Dulu buku tidak hanya dijual di toko-toko buku. Pedagang asongan di terminal bus dan kios-kios di sekitar stasiun bus juga sering menjajakan buku-buku bacaan. Maka boleh jadi uang itu akhirnya dibelanjakan di terminal atau stasiun. Sebab tidak semua kota pada zaman dulu punya toko buku. Akan tetapi hampir semua kota punya terminal bus.

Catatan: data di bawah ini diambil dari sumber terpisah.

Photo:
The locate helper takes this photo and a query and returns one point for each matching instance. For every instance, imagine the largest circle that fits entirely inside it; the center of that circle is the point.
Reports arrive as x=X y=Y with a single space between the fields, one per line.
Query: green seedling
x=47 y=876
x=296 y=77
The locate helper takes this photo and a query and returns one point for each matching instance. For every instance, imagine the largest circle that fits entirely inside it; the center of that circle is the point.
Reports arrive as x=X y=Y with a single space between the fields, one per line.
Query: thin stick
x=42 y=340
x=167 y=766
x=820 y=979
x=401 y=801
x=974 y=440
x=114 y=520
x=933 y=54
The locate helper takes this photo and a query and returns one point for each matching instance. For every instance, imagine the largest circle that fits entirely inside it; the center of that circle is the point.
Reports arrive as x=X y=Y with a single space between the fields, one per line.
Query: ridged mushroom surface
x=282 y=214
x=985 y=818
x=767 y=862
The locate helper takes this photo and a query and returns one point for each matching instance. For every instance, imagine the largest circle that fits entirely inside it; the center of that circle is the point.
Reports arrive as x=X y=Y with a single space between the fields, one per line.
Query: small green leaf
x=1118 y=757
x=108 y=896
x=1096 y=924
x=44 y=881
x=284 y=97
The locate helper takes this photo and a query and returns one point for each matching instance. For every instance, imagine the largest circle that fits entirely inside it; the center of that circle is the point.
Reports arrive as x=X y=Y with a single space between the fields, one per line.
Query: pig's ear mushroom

Romantika mengumpulkan uang dan membeli buku semacam itu rasanya sangat nikmat untuk dibayangkan. Oleh karenanya saya senang jika pada buku bekas dan lawas yang saya beli masih tertera label harga atau nama toko tempat buku tersebut bermula pada puluhan tahun lalu.Â
Tempelan itu tidak saya anggap sebagai kotoran yang perlu dihilangkan. Melainkan sebagai warisan kenangan dari masa lalu. Masa ketika saya belum lahir, tapi buku itu sudah menjadi karya yang dibaca banyak orang. Masa saat buku itu memulai perjalanan panjangnya melintasi waktu sampai akhirnya tiba di tangan saya.
Pada sebuah buku bekas yang lawas saya bukan hanya bisa membaca. Tapi juga menikmati kenangannya. Kini setiap mendapatkan sebuah buku bekas dan lawas, saya antusias menanti warisan kenangan apa yang akan saya temukan di dalamnya.
Mungkin akan tiba waktunya giliran saya untuk mewariskan kenangan lewat buku-buku itu nanti.